Когда уже яма была вся засыпана, послышалась команда. Пьера отвели на его место, и французские войска, стоявшие фронтами по обеим сторонам столба, сделали полуоборот и стали проходить мерным шагом мимо столба. Двадцать четыре человека стрелков с разряженными ружьями, стоявшие в середине круга, примыкали бегом к своим местам, в то время как роты проходили мимо них.
Пьер смотрел теперь бессмысленными глазами на этих стрелков, которые попарно выбегали из круга. Все, кроме одного, присоединились к ротам. Молодой солдат с мертво бледным лицом, в кивере, свалившемся назад, спустив ружье, все еще стоял против ямы на том месте, с которого он стрелял.
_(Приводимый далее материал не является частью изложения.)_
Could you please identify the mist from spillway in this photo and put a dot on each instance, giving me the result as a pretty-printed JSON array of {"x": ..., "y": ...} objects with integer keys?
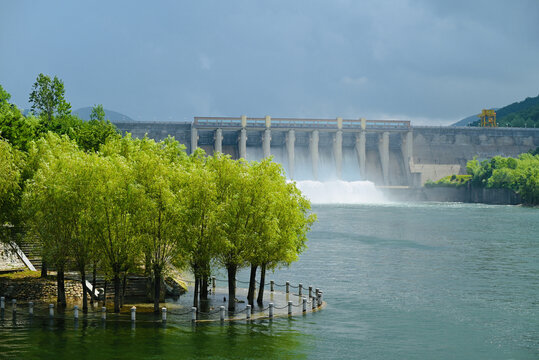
[
  {"x": 341, "y": 192},
  {"x": 329, "y": 190}
]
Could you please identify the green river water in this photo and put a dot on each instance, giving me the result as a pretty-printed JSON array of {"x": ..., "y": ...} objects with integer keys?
[{"x": 402, "y": 281}]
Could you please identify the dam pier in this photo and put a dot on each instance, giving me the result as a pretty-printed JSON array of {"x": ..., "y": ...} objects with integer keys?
[{"x": 386, "y": 152}]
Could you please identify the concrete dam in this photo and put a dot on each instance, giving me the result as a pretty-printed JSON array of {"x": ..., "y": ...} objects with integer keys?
[{"x": 386, "y": 152}]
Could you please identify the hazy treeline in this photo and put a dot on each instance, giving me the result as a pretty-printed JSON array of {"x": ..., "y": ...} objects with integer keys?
[
  {"x": 518, "y": 174},
  {"x": 100, "y": 201}
]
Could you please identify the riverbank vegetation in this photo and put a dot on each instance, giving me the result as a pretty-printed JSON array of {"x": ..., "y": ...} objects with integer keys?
[
  {"x": 96, "y": 200},
  {"x": 519, "y": 174}
]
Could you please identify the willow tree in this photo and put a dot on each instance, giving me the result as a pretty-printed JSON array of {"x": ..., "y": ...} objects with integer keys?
[
  {"x": 236, "y": 204},
  {"x": 199, "y": 218},
  {"x": 54, "y": 200},
  {"x": 11, "y": 164},
  {"x": 158, "y": 220},
  {"x": 114, "y": 202},
  {"x": 263, "y": 225}
]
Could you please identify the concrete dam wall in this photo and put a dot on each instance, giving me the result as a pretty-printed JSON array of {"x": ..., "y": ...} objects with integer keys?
[{"x": 391, "y": 153}]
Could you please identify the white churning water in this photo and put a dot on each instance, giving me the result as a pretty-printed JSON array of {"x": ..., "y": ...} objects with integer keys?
[{"x": 341, "y": 192}]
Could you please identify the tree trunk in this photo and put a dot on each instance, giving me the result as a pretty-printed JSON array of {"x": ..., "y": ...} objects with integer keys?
[
  {"x": 105, "y": 294},
  {"x": 157, "y": 289},
  {"x": 232, "y": 269},
  {"x": 84, "y": 291},
  {"x": 61, "y": 300},
  {"x": 94, "y": 275},
  {"x": 252, "y": 285},
  {"x": 124, "y": 285},
  {"x": 195, "y": 297},
  {"x": 204, "y": 288},
  {"x": 260, "y": 298},
  {"x": 117, "y": 293},
  {"x": 43, "y": 268}
]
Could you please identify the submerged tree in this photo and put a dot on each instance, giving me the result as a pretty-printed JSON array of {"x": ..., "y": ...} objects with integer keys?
[
  {"x": 157, "y": 220},
  {"x": 53, "y": 200},
  {"x": 199, "y": 214}
]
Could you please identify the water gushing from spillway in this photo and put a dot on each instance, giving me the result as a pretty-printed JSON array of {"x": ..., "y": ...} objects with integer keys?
[
  {"x": 329, "y": 190},
  {"x": 341, "y": 192}
]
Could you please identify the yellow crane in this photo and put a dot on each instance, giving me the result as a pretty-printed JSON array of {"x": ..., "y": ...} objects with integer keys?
[{"x": 488, "y": 118}]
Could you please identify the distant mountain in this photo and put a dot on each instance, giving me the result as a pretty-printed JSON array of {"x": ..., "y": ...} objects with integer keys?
[{"x": 113, "y": 116}]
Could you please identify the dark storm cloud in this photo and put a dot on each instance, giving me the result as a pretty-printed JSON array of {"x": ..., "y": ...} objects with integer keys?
[{"x": 430, "y": 61}]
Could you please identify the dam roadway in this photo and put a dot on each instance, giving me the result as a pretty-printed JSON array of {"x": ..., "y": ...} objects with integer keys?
[{"x": 387, "y": 152}]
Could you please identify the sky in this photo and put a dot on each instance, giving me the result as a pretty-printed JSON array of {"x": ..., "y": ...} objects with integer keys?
[{"x": 431, "y": 62}]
Он, как пьяный, шатался, делая то вперед, то назад несколько шагов, чтобы поддержать свое падающее тело. Старый солдат, унтер офицер, выбежал из рядов и, схватив за плечо молодого солдата, втащил его в роту. Толпа русских и французов стала расходиться. Все шли молча, с опущенными головами.
– Ca leur apprendra a incendier, [Это их научит поджигать.] – сказал кто то из французов. Пьер оглянулся на говорившего и увидал, что это был солдат, который хотел утешиться чем нибудь в том, что было сделано, но не мог. Не договорив начатого, он махнул рукою и пошел прочь.


После казни Пьера отделили от других подсудимых и оставили одного в небольшой, разоренной и загаженной церкви.
Перед вечером караульный унтер офицер с двумя солдатами вошел в церковь и объявил Пьеру, что он прощен и поступает теперь в бараки военнопленных. Не понимая того, что ему говорили, Пьер встал и пошел с солдатами. Его привели к построенным вверху поля из обгорелых досок, бревен и тесу балаганам и ввели в один из них. В темноте человек двадцать различных людей окружили Пьера. Пьер смотрел на них, не понимая, кто такие эти люди, зачем они и чего хотят от него. Он слышал слова, которые ему говорили, но не делал из них никакого вывода и приложения: не понимал их значения. Он сам отвечал на то, что у него спрашивали, но не соображал того, кто слушает его и как поймут его ответы. Он смотрел на лица и фигуры, и все они казались ему одинаково бессмысленны.